I want a moving picture of him that he will go to and like and go to again and again.

I want a play that will send him home from the theatre and keep him awake with what he might be all that night.

I want a news-book for A—— C——, a news-book for all of us.


I read a book some years ago that seemed a true news-book and which was the first suggestion I had ever received that a book can be an act of colossal statesmanship, the making or remaking of a people—a masterpiece of modern literature, laying the ground plan for the greatness of a nation.

When I had read it, I wanted to rush outdoors and go down the street stopping people I met and telling them about it. Once in a very great while one does come on a book like this. One wants to write letters to the reviews.
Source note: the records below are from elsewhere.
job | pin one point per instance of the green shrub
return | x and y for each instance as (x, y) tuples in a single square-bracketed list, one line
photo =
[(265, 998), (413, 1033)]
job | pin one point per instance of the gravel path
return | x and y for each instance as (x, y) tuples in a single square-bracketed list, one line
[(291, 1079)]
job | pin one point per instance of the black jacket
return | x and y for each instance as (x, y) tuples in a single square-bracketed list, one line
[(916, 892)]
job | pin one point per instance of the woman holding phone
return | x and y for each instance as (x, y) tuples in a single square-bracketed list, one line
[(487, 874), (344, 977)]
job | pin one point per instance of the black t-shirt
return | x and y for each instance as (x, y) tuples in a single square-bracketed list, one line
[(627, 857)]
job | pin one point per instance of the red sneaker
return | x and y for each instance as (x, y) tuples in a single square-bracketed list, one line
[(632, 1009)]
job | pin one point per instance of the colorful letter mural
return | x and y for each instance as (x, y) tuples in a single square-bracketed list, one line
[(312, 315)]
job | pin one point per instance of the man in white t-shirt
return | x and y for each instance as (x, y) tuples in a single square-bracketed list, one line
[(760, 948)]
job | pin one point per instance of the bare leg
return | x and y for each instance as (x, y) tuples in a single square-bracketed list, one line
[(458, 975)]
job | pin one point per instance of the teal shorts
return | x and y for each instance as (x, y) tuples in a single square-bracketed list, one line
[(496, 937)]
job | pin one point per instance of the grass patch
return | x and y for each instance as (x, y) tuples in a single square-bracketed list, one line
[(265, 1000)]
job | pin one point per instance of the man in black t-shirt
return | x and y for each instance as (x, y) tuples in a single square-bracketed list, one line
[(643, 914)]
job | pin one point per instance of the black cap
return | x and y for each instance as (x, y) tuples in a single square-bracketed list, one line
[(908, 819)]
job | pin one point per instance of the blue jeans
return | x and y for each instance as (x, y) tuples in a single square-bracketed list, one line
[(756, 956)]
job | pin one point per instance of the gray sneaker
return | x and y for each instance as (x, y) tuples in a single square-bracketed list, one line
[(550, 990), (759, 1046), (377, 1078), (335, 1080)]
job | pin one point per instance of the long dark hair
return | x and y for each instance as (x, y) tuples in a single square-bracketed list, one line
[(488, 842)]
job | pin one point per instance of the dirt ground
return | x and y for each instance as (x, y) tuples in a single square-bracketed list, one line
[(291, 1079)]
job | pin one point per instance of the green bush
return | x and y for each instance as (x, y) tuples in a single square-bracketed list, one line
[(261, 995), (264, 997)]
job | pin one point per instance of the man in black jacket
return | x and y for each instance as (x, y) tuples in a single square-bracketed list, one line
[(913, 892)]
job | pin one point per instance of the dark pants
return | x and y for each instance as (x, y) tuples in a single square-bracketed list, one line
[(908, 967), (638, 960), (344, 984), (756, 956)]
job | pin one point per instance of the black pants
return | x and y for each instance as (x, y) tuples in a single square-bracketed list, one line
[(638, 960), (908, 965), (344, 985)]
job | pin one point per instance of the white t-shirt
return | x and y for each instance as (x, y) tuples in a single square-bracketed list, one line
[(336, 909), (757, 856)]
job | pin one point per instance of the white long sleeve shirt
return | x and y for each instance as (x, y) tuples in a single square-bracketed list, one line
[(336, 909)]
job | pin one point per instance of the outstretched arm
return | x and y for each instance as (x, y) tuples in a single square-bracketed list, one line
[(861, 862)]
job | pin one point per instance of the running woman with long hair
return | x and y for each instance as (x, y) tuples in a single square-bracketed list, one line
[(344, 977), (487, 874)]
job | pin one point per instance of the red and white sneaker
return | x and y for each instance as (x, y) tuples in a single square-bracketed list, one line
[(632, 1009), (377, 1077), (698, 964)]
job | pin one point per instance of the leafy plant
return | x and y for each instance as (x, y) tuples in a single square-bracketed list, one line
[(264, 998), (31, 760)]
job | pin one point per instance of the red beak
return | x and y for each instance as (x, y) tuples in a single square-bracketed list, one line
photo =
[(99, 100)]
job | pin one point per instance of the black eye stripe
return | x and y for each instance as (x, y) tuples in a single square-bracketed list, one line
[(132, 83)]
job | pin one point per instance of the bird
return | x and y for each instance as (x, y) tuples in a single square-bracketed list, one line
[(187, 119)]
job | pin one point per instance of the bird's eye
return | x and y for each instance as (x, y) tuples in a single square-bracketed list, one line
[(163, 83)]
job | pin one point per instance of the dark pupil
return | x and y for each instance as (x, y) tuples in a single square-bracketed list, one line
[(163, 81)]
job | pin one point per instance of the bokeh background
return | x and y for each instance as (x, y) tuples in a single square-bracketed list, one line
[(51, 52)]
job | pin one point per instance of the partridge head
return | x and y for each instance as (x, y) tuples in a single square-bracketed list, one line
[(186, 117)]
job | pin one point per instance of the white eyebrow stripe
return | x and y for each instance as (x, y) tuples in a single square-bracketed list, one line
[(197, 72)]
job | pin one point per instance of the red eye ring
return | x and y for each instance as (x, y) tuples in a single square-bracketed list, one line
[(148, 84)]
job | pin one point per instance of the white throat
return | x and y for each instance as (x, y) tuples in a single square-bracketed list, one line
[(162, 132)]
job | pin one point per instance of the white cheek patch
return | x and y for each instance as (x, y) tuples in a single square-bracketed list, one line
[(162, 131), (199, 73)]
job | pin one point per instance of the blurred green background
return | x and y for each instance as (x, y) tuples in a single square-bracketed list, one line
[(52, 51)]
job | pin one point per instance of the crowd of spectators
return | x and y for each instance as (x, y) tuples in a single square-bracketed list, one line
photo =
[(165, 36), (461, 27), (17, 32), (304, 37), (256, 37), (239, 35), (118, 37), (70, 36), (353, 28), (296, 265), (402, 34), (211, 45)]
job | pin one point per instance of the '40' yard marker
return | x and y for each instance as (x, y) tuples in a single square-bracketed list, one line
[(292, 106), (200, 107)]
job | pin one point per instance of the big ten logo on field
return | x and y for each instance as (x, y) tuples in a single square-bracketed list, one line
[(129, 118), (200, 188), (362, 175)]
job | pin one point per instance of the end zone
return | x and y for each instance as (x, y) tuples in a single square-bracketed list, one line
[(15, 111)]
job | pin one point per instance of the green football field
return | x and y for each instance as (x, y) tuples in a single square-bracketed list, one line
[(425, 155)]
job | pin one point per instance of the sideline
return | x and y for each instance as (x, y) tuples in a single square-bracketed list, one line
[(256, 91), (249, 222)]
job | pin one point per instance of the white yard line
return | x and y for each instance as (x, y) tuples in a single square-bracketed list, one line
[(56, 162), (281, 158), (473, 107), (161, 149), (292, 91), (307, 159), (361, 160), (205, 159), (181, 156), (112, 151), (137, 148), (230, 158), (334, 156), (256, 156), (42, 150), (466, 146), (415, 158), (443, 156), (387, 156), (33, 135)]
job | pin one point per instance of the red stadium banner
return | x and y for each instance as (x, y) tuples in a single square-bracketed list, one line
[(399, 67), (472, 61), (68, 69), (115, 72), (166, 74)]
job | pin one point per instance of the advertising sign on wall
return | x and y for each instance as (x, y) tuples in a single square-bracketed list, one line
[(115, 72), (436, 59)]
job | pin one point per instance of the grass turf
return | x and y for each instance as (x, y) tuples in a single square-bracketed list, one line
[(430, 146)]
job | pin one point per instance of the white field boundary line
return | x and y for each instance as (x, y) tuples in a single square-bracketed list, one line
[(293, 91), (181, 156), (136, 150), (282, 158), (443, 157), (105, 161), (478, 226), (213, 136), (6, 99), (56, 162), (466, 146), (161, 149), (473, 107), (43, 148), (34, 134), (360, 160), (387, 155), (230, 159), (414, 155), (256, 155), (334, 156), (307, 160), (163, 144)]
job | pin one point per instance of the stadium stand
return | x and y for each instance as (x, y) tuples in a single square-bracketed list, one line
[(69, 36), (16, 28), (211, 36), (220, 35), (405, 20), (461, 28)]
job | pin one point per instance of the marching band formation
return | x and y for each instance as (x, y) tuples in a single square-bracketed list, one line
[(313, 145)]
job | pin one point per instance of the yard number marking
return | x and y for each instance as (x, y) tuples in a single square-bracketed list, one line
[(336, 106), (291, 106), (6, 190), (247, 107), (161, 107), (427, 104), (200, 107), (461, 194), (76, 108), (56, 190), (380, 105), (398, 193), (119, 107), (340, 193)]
One does not know what one would not do to go down the long aimless Midway Plaisance of the modern books, to call attention to it. One wishes there were a great bell up over the world.... One would reach up to it, and would say to all the men and the women and to the flocks of the smoking cities, "Where are you all?" The bell would boom out, "What are you doing? Why are you not reading this book?" One wonders if one could not get a coloured page in the middle of the Atlantic or the North American Review or Everybody's and at least make a great book as prominent as a great soap—almost make it loom up in a country like a Felt Mattress or a Toothbrush.
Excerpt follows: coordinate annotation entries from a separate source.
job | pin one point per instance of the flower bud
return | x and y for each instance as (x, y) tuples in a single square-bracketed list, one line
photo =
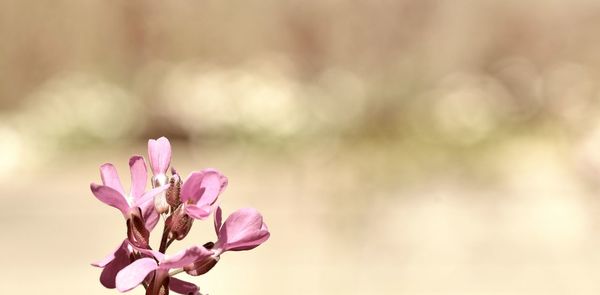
[(172, 193), (202, 266), (160, 203), (179, 223)]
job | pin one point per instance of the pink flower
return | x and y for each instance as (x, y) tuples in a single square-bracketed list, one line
[(200, 191), (243, 230), (113, 194), (139, 270), (159, 152)]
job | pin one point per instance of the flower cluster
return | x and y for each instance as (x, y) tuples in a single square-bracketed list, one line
[(180, 202)]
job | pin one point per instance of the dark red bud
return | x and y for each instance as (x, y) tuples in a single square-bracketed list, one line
[(202, 266), (179, 223), (173, 191)]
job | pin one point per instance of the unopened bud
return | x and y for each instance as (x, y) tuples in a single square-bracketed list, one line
[(179, 223), (137, 233), (160, 203), (173, 191), (202, 266)]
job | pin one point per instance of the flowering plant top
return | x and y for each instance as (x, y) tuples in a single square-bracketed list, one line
[(134, 262)]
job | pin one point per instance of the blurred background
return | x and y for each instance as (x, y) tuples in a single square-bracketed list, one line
[(394, 147)]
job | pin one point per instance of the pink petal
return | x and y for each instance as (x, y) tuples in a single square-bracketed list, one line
[(197, 212), (203, 187), (110, 177), (182, 287), (159, 152), (185, 257), (218, 219), (139, 176), (132, 275), (243, 230), (120, 260), (110, 197), (110, 257)]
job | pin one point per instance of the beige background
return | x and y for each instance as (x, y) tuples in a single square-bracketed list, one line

The book that has made me feel like this the most is Charles Ferguson's "Religion of Democracy." I have always wondered why only people here and there responded to it. The things it made me vaguely see, all those huge masses of real things, gigantic, half-godlike, looming like towers or mountains in a mist.... Well, it must have been a little like this that Columbus felt that first morning!
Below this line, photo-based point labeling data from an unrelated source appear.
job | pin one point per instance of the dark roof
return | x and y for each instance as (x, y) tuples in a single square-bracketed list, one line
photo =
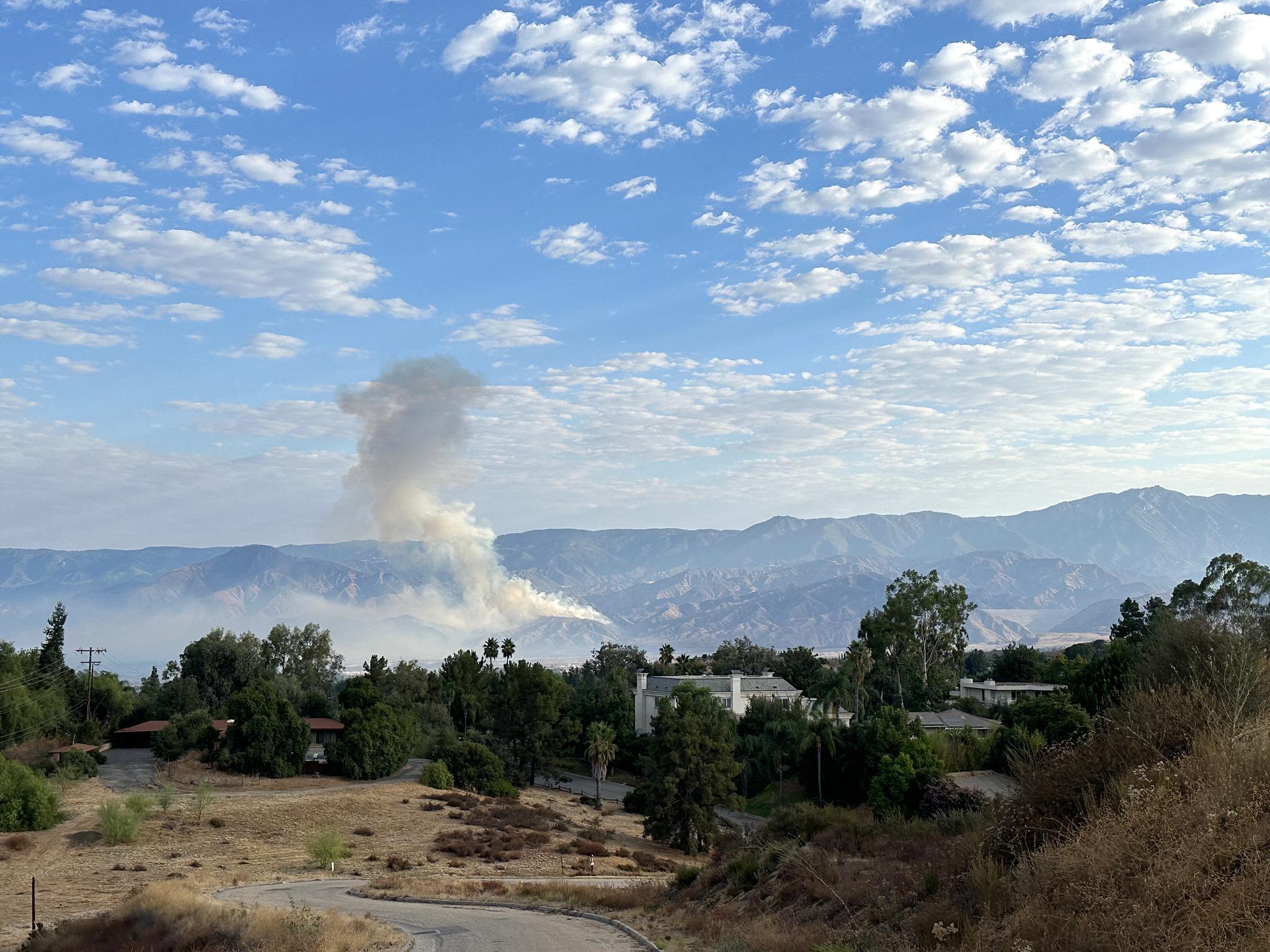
[(953, 719), (719, 683), (144, 728), (66, 749), (323, 724)]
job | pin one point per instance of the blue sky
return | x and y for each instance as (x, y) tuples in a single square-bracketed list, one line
[(716, 262)]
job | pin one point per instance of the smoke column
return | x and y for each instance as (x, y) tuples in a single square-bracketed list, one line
[(414, 426)]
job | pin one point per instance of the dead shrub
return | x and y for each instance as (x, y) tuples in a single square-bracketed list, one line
[(491, 844), (587, 847), (169, 917)]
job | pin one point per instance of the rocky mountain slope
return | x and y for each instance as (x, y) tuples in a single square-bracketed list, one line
[(1048, 576)]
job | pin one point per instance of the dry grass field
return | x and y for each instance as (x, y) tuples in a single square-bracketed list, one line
[(166, 917), (259, 837)]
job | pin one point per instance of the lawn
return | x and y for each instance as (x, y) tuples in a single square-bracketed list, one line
[(770, 798)]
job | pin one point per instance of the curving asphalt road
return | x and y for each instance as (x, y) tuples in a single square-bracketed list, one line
[(446, 928)]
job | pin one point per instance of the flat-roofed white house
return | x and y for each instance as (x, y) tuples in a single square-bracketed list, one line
[(733, 691), (954, 720), (992, 692)]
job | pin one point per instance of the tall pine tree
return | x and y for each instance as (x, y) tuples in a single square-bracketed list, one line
[(52, 653)]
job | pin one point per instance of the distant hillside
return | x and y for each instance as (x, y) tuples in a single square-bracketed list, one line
[(1044, 576)]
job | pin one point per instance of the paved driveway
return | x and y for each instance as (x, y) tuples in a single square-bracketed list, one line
[(127, 770), (446, 928)]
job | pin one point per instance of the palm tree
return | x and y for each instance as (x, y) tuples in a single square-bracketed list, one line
[(861, 663), (666, 656), (824, 731), (836, 690), (601, 751)]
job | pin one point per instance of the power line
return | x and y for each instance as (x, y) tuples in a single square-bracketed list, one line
[(47, 671), (91, 663)]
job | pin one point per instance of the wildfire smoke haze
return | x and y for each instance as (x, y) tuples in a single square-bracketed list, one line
[(414, 427)]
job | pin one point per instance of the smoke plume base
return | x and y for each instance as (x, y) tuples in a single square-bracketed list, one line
[(414, 428)]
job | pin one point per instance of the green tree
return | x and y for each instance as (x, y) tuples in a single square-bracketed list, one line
[(890, 785), (376, 743), (1132, 625), (742, 655), (1018, 663), (1233, 594), (305, 656), (25, 800), (1101, 682), (528, 701), (1054, 716), (52, 651), (267, 735), (601, 751), (825, 734), (378, 669), (977, 663), (799, 667), (860, 660), (184, 733), (689, 770), (221, 664), (465, 685), (931, 620), (474, 767)]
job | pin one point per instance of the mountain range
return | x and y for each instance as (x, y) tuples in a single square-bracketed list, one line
[(1048, 576)]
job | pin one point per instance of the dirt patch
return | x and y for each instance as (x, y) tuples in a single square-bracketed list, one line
[(263, 840)]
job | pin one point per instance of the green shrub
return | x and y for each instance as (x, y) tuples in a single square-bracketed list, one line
[(25, 800), (437, 776), (686, 875), (76, 764), (744, 871), (376, 743), (328, 847), (474, 767), (140, 804), (117, 823), (164, 798)]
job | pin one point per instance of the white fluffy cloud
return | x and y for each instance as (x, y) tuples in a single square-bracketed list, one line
[(784, 288), (1122, 239), (500, 330), (963, 64), (479, 40), (815, 244), (600, 69), (178, 77), (900, 120), (40, 136), (963, 262), (996, 13), (100, 282), (296, 275), (260, 168), (636, 188), (584, 244), (269, 347), (342, 173), (68, 76)]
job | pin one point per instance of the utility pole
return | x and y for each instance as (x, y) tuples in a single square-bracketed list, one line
[(91, 663)]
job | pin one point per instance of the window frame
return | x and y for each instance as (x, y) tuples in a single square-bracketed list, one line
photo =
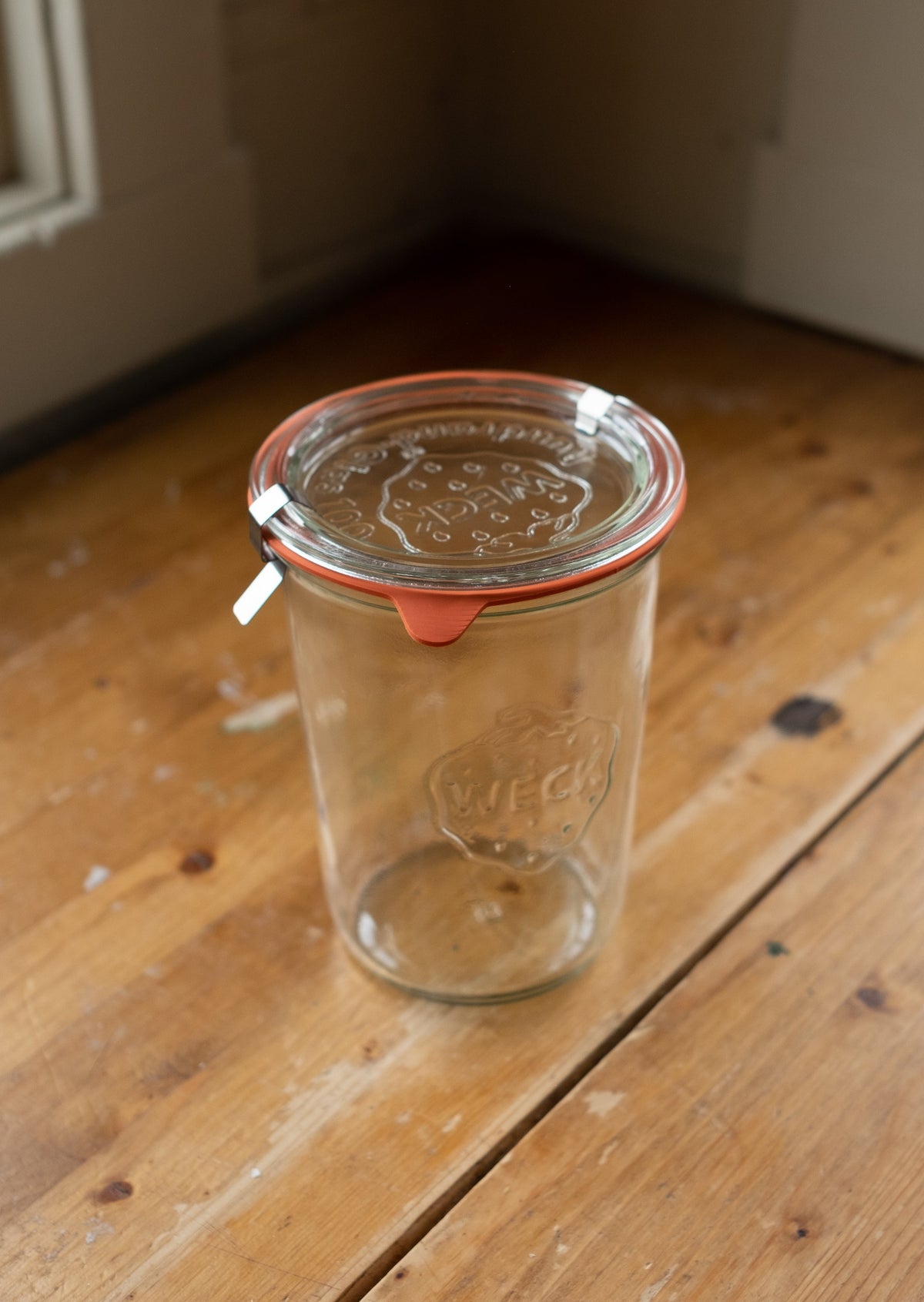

But as Columbus went on, what he struck after all was real land, some piece of real land in particular. The mist of vision did precipitate into something one could walk on, and I found as I went on with Mr. Ferguson's book that if there was going to be any real land, somebody would have to make some.

But for the time being Charles Ferguson's book—all those glorious generalizings in behalf of being individual, all those beautiful, intoned, chanted abstractions in behalf of being concrete—came to me in my speechless, happy gratitude as a kind of first sign in the heavens, as a pillar of cloud by day and of fire by night, up over the place in the waste of water where land, Land! At last! Land again! will have to be.

If we ever have a literature in America, it will be found somewhere when the mist rolls away, right under Charles Ferguson's book.

It may be too soon just now in this time of transition in our land of piles and of derricks against the sky, for the book. All we are competent for now is to say that we want such a book, that we see what it will do for us.

When we want it, we will get it. Let the American people put in their order now.

In the meantime the Piles and the Derricks.

All these young and mighty derricks against the sky, all these soaring steel girders with the blue through them—America!

Ah, my God! is it not a hoping nation? Three thousand miles of Hope, from Eastport, Maine, to San Francisco—does not the very sun itself racing across it take three hours to get one look at our Hope?

Here it is!—Our World.

Let me, for one, say what I want.

It is already as if I had seen it—one big, heroic imagination at work at last like a sea upon our world, poetry grappling with the great cities, with their labour, with their creative might, full of their vast joys and sorrows, full of their tussle with the sea and with the powers of the air and with the iron in the earth!—the big, speechless cities that no one has spoken for yet, so splendid, and so eager, and so silent about their souls!

It is true we are crude and young.

Behold the Derricks like mighty Youths!

In our glorious adolescence so sublime, so ugly, so believing, will no one sing a hymn to the Derricks?

Where are the dear little Poets? Where are they hiding?

Playing Indian perhaps, or making Parthenons out of blocks.

Perhaps they might begin faintly and modestly at first.

Some dear, hopeful, modest American poet might creep up from under them, out from under the great believing, dumb Derricks standing on tiptoe of faith against the sky, and write a book and call it "Beliefs American Poets Would Like to Believe if They Could."